"KAN GUA UDAH BILANG, JANGAN GANGGUIN DIA! LO TOLOL APA GIMANA?!"
Ghazi menatap Rome dengan kedua mata terbelalak — kaget, tentu saja. Begitu pula anak-anak ZC lainnya yang langsung menghambur ke arah mereka, bermaksud melerai.
"BANGUN LO, BAJINGAN!!!" teriak Rome. Lelaki itu menarik kerah baju Ghazi, memaksanya berdiri.
"RO, UDAH, RO!!!"
"ROME, GHAZI BERCANDA DOANG!!!"
"PISAHIN WEH PISAHIN!!!"
"ANJIR, ITU PEGANGIN WEH!!!"
Rava meremas rambutnya frustrasi. Ia mundur beberapa langkah ke belakang. Dunia seakan-akan bergerak slow motion di kedua matanya kini. Suara-suara keras itu bersahut-sahutan, membuatnya pening. Kini, ia sama sekali tidak mengenal siapa lelaki yang ada di depan sana; yang beberapa saat yang lalu ia pegang dengan erat lengannya.
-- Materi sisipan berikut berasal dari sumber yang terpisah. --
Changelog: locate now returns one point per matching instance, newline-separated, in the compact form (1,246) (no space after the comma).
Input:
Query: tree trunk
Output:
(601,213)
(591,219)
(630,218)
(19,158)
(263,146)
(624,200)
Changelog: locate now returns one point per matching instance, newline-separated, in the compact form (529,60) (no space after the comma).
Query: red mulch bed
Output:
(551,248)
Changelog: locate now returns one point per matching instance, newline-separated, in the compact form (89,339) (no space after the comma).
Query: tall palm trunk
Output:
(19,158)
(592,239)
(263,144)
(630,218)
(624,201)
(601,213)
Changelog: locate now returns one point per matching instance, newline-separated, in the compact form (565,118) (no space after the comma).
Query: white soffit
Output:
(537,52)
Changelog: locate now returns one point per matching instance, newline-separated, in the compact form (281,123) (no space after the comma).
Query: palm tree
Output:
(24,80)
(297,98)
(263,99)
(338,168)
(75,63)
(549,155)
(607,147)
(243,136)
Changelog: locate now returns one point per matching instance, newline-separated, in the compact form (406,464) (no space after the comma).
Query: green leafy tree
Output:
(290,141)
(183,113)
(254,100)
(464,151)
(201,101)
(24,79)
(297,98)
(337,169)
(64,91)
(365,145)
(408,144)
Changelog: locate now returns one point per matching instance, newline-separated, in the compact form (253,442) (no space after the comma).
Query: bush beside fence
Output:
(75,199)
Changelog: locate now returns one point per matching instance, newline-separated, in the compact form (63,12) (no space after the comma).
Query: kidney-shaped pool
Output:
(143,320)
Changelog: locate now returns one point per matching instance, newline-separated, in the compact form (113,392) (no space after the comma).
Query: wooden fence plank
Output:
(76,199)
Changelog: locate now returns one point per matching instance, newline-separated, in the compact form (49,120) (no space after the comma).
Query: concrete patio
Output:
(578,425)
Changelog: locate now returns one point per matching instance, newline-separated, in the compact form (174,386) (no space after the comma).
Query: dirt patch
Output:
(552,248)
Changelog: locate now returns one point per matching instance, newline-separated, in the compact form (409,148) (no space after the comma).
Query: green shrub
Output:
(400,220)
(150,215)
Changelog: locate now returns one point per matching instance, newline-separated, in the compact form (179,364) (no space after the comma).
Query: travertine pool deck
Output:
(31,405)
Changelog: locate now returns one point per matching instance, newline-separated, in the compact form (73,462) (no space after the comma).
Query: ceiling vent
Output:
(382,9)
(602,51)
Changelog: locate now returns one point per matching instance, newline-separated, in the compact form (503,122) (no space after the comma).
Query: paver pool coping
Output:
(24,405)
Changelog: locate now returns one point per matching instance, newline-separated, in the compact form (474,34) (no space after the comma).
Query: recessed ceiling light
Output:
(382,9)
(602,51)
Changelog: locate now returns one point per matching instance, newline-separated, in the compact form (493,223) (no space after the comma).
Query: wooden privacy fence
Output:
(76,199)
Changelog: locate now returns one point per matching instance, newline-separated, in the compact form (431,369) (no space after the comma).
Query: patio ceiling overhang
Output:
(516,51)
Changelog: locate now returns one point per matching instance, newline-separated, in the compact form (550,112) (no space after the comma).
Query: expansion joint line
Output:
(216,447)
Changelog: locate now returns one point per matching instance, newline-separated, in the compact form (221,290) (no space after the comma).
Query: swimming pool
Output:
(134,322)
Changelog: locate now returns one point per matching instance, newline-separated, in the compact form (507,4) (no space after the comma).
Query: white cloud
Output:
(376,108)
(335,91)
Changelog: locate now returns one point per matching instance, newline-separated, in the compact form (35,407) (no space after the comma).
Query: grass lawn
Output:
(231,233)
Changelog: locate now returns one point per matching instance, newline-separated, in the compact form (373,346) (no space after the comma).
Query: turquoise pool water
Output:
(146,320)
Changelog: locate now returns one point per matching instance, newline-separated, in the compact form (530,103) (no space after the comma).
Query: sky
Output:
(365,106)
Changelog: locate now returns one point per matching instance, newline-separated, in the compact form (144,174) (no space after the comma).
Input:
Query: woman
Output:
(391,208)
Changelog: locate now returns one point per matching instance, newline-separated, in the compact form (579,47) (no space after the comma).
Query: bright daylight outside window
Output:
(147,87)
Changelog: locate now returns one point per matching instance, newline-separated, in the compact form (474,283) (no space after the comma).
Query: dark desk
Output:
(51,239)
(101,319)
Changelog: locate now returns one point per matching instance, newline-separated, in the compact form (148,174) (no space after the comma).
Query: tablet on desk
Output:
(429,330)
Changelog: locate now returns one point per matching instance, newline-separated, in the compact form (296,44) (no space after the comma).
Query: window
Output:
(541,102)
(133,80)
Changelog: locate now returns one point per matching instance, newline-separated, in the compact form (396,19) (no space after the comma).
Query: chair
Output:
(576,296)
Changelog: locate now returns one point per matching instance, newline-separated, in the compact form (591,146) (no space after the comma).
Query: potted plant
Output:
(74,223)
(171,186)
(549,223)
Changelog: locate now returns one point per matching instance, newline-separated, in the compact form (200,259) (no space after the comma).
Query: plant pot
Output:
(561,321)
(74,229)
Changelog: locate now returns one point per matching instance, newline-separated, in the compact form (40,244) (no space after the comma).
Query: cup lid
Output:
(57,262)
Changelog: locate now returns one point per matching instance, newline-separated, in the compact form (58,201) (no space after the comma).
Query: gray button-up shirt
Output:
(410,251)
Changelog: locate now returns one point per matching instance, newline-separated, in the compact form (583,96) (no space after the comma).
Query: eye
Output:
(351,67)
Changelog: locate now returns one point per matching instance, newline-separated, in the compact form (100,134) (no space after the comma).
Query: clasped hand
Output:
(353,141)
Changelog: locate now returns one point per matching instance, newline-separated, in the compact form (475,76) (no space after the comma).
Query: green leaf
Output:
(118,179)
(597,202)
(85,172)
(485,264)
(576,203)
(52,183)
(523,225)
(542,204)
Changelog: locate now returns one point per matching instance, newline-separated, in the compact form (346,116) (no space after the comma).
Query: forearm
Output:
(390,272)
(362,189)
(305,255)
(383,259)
Entah ke mana perginya tatapan hangat Rome, karena sekarang tatapan yang ia lemparkan untuk Ghazi benar-benar menyeramkan, membuat bulu kuduk merinding.
"ROMEO, TENANG, RO!!!" Vigo berusaha menahan tubuh Rome, tapi apa daya, Rome langsung menepis tangan — bahkan tubuh Vigo dengan kuat, membuat lelaki itu hampir terjatuh karenanya.
"MAJU LO, BERENGSEK!!!" teriak Rome. Lelaki itu membabi-buta, lagi-lagi menarik kerah Ghazi dan melemparkan sebuah tinju, telak mengenai hidungnya.
"BAJINGAN! OKE, GUA LADENIN KEMAUAN LO!!!" Ghazi hilang kesabaran. Tadinya ia terlihat sama sekali tidak mau menyerang, namun kini ia sudah menyiapkan ancang-ancang akan menyerang Rome balik. Teman-teman mereka yang lain pun nampak kewalahan melerai mereka, karena entah mengapa tenaga keduanya begitu besar untuk menghalau yang lainnya.
'Aduh ... kenapa jadi begini?! Aaa ini gimana?! Gue harus apaaa?!' Rava berteriak dalam hati. Gadis itu menahan teriakannya, menutup rapat mulutnya dengan kedua tangannya ketika melihat Ghazi melemparkan tinju kerasnya ke wajah Rome, membuat lelaki itu limbung.
Perkelahian itu terus berlanjut. Rava benar-benar tidak bisa berpikir jernih, ia benar-benar tidak tahu apa yang harus ia lakukan. Apalagi ketika Ghazi melompat ke arah Rome, membantingnya ke tanah dengan keras, menduduki perutnya, lantas memukuli wajahnya berkali-kali. Tidak ada yang bisa menghentikannya, bahkan Faren sekalipun, sang ketua ZC yang sekarang sedang berusaha menarik-narik Ghazi agar menyingkir dari tubuh Rome.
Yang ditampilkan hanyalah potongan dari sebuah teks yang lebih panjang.